Per lunghissimo tempo, sia i cultori di scienze naturali e biologiche, sia l’uomo della strada, hanno ritenuto che nell’individuo umano la sessualità si manifestasse alla pubertà. Ma per Freud, che andava seguendo a ritroso, nei suoi pazienti, l’evoluzione degli istinti sessuali, e che ne andava ritrovando i presupposti e le radici sin nella prima infanzia, la questione si presentava diversamente. Gli istinti sessuali gli apparvero esistere e manifestarsi anche nel bambino, anche nel neonato. Essi seguono nell’infanzia certe linee evolutive, presentano alcune «tappe» principali nel loro sviluppo, e, in genere, hanno caratteristiche assai diverse dalla sessualità adulta. E’ questa, propriamente parlando, che non si stabilisce se non alla pubertà, dopo un periodo nel quale gli stinti sessuali sono più o meno in stato di quiescenza. Che la sessualità infantile sia diversa dalla sessualità adulta non sembrerà più strano di quel che sia il riconoscere come appartenente all’ordine dei lepidotteri sia la farfalla nel suo pieno sviluppo, sia il bruco che in essa si è trasformato. Solo una persona completamente profana potrebbe, vedendo l’uno accanto all’altra un bruco e una farfalla della stessa specie, credere che si tratti di animali di gruppo, famiglia, ordine o specie differenti.

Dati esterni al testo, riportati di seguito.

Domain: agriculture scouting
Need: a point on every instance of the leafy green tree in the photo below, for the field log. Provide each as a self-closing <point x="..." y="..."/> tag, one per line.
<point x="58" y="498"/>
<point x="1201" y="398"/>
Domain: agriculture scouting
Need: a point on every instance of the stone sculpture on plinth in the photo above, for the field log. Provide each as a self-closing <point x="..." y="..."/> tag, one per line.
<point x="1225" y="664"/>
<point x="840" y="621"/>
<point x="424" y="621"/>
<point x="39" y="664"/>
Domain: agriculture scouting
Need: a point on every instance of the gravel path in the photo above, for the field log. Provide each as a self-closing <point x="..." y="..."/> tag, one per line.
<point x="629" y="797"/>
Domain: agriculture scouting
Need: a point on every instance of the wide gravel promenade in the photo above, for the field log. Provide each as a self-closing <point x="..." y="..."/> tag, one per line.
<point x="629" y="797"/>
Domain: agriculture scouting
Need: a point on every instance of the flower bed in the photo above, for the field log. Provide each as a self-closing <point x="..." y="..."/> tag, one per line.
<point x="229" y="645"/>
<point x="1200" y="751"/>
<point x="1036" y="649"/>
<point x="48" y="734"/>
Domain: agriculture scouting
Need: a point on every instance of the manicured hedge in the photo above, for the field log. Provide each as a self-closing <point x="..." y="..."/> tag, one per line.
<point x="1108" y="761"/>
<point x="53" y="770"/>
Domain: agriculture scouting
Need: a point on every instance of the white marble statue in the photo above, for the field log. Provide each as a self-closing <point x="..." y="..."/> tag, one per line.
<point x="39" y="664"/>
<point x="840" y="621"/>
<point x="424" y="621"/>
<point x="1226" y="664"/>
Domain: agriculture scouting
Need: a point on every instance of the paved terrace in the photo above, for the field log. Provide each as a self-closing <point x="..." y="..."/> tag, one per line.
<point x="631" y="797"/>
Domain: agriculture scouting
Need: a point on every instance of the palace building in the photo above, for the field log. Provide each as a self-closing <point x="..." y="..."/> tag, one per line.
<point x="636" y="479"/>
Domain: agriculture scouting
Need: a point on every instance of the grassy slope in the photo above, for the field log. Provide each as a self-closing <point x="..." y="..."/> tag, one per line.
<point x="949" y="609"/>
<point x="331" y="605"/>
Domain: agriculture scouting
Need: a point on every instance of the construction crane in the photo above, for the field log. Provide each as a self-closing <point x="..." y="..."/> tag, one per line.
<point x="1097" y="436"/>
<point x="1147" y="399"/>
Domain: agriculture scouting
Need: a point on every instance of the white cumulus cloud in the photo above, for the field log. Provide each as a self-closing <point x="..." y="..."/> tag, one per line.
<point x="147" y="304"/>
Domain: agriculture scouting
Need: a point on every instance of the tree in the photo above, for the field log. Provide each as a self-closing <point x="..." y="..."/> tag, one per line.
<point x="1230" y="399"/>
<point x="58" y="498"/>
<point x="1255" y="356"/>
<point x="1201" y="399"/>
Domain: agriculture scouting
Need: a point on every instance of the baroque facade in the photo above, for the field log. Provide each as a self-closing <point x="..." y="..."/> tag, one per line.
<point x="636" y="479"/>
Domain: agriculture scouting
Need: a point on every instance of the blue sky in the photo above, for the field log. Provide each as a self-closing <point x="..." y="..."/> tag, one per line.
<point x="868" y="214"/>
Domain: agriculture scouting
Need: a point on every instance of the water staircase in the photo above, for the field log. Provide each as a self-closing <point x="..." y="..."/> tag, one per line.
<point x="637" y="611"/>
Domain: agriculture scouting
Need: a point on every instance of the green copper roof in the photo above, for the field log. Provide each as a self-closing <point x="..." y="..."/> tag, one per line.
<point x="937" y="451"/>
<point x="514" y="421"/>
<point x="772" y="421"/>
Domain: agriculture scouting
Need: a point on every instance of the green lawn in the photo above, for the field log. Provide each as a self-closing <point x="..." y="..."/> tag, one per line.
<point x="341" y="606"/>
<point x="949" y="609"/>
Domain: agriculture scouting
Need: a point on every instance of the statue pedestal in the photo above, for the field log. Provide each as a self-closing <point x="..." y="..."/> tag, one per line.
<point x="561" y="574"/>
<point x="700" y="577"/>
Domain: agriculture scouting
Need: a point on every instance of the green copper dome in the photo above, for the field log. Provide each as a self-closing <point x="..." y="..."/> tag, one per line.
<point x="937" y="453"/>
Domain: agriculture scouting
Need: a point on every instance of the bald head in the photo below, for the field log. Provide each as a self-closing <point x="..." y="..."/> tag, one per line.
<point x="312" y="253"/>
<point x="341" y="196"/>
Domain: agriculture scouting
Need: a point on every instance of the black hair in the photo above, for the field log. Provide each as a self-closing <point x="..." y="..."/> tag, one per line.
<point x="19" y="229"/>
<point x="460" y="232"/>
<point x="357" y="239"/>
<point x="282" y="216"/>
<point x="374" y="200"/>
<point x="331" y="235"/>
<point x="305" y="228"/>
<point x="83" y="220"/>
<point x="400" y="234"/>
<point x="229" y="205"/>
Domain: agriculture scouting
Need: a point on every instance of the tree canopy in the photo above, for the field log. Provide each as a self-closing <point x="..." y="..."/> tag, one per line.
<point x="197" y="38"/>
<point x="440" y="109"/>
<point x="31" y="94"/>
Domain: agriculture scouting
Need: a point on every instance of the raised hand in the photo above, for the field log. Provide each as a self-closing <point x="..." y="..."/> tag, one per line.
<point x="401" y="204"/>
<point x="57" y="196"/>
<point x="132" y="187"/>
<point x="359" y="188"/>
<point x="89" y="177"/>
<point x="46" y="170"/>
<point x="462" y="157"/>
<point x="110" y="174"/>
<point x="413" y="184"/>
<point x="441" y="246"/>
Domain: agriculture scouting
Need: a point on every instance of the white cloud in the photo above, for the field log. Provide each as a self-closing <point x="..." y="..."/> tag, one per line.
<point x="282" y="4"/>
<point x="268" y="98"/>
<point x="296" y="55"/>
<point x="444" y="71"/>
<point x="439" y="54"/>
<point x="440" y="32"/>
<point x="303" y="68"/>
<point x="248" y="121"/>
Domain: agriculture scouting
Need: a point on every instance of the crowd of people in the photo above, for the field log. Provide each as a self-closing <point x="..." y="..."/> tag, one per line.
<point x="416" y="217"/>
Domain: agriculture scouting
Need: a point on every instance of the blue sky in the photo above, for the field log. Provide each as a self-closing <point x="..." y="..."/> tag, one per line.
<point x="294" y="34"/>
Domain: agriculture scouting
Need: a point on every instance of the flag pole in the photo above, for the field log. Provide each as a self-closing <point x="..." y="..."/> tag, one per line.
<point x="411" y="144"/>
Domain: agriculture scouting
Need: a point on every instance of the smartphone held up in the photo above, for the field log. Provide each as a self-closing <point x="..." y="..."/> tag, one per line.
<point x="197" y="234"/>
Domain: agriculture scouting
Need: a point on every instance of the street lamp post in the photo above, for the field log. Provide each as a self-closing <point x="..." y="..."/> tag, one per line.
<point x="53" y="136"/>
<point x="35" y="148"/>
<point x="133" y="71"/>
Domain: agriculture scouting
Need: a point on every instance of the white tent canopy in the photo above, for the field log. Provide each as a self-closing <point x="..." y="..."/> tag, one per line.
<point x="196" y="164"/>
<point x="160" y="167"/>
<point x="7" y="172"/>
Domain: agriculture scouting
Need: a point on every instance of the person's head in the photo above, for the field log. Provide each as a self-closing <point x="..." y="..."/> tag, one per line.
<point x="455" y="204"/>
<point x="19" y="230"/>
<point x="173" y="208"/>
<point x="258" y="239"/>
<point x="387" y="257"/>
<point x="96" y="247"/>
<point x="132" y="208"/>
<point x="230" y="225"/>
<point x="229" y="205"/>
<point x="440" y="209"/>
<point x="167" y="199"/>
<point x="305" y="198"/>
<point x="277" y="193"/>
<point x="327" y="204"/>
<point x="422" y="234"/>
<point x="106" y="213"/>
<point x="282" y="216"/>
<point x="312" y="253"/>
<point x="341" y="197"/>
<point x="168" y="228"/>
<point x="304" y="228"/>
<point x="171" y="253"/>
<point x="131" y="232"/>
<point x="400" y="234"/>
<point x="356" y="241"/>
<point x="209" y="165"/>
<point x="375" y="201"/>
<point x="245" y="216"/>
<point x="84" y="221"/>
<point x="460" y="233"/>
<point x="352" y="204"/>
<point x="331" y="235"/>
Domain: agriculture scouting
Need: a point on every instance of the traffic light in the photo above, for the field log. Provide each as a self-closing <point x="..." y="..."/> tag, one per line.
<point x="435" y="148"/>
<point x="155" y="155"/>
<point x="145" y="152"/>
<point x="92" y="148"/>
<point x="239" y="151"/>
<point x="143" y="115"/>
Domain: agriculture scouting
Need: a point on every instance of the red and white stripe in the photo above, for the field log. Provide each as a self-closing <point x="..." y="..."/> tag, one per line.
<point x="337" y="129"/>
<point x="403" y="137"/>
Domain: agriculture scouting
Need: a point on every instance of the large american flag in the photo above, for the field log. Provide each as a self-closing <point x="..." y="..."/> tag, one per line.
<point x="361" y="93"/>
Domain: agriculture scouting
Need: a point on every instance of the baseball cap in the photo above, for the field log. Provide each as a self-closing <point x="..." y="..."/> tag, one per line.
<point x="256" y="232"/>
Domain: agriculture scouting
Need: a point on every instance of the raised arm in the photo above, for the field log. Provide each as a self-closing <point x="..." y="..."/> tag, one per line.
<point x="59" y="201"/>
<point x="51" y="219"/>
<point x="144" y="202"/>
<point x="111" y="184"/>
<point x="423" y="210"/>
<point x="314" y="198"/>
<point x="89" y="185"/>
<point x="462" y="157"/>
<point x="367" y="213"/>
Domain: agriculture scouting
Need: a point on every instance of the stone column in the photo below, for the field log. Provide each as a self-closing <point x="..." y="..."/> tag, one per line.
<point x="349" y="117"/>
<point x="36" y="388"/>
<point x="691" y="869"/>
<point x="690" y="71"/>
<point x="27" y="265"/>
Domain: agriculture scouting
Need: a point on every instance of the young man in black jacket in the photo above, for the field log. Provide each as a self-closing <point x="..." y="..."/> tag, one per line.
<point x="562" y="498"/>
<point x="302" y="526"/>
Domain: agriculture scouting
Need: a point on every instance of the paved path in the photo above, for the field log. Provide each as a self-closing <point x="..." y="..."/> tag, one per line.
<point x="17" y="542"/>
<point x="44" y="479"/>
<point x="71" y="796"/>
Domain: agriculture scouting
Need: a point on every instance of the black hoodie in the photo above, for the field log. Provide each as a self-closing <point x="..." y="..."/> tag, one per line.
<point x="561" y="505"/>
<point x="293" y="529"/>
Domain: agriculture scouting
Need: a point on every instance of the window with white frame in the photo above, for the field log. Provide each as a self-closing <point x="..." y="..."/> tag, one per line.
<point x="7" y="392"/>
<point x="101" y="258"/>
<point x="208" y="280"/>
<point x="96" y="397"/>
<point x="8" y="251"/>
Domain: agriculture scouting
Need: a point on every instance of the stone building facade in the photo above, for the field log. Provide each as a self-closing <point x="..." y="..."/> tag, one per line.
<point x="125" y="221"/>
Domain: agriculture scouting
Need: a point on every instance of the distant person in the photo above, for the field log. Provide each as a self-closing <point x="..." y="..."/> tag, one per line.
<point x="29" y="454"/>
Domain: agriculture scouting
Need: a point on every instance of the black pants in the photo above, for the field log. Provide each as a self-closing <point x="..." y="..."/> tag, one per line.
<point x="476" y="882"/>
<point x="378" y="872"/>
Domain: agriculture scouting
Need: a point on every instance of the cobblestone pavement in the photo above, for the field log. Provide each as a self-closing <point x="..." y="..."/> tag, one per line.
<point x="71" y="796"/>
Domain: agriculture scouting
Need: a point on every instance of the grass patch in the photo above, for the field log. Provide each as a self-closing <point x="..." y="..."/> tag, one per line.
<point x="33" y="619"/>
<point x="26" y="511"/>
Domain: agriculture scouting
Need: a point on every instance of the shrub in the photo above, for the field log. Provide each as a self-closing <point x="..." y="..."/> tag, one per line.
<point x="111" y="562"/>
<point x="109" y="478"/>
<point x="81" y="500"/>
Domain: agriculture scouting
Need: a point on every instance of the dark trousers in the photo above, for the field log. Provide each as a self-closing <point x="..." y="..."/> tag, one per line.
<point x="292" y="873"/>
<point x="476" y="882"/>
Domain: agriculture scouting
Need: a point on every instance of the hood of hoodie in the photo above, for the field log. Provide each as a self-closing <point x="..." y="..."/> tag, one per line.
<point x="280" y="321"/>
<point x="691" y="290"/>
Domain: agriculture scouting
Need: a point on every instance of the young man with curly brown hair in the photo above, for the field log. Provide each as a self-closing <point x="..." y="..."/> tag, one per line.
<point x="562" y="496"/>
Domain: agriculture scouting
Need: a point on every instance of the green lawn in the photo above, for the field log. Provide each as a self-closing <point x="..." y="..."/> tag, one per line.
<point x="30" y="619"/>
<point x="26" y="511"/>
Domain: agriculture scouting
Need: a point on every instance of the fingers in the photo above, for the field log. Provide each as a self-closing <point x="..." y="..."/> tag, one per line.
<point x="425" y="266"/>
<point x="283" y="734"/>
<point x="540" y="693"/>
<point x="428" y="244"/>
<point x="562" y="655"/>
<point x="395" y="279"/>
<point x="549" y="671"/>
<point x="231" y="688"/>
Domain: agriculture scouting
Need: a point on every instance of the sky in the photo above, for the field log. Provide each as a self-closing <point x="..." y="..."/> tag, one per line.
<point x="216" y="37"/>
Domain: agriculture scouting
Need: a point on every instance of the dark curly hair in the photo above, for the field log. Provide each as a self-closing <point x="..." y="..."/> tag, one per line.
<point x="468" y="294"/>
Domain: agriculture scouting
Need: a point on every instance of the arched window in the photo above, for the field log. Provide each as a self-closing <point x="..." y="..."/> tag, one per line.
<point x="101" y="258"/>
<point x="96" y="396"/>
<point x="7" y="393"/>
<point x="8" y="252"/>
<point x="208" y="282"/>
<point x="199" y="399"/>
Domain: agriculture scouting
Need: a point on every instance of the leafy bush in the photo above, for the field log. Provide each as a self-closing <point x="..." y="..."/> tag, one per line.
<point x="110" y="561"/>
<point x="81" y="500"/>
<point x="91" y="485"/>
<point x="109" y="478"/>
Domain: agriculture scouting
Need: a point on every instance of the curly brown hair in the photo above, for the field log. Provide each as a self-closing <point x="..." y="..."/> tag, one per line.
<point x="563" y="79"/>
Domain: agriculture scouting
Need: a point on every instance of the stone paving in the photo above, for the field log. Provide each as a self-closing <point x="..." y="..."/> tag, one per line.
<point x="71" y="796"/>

Per necessità di trattazione, riassumerò molto brevemente quanto ebbe già occasione di esporre il dott. Modigliani, quando parlò in questa sede delle fasi critiche dello sviluppo psichico: richiamerò, cioè, quello che la psicoanalisi ci ha appreso circa la evoluzione degli istinti sessuali nella prima infanzia.
Nel bambino piccolo troviamo, anzitutto, che la sessualità non ha in principio alcun organo o zona particolare, ed è diffusa per tutto il corpo: si tratta, cioè, di una « erogeneità epidermica diffusa ». Ben presto, tuttavia, si accentua l’importanza di questa o quella « zona erogena »: zona, cioè, particolarmente atta a destare sensazioni di ordine sessuale nel bambino.
La prima, in ordine di tempo, di queste zone ad assumere un primato è quella della bocca. Il bambino, come è noto, scopre ben presto una fonte di piacere nel succhiare instancabilmente il proprio dito, o un qualsiasi altro oggetto che possa trovare o che gli venga porto dagli adulti. Questa fase, nello sviluppo degli istinti sessuali, viene chiamata la «fase orale », e si evolve ben presto in una fase successiva; nella quale si accentuano le tendenze a mangiare, maciullare, introdurre dentro di sé oggetti, e che coincide con la prima dentizione infantile.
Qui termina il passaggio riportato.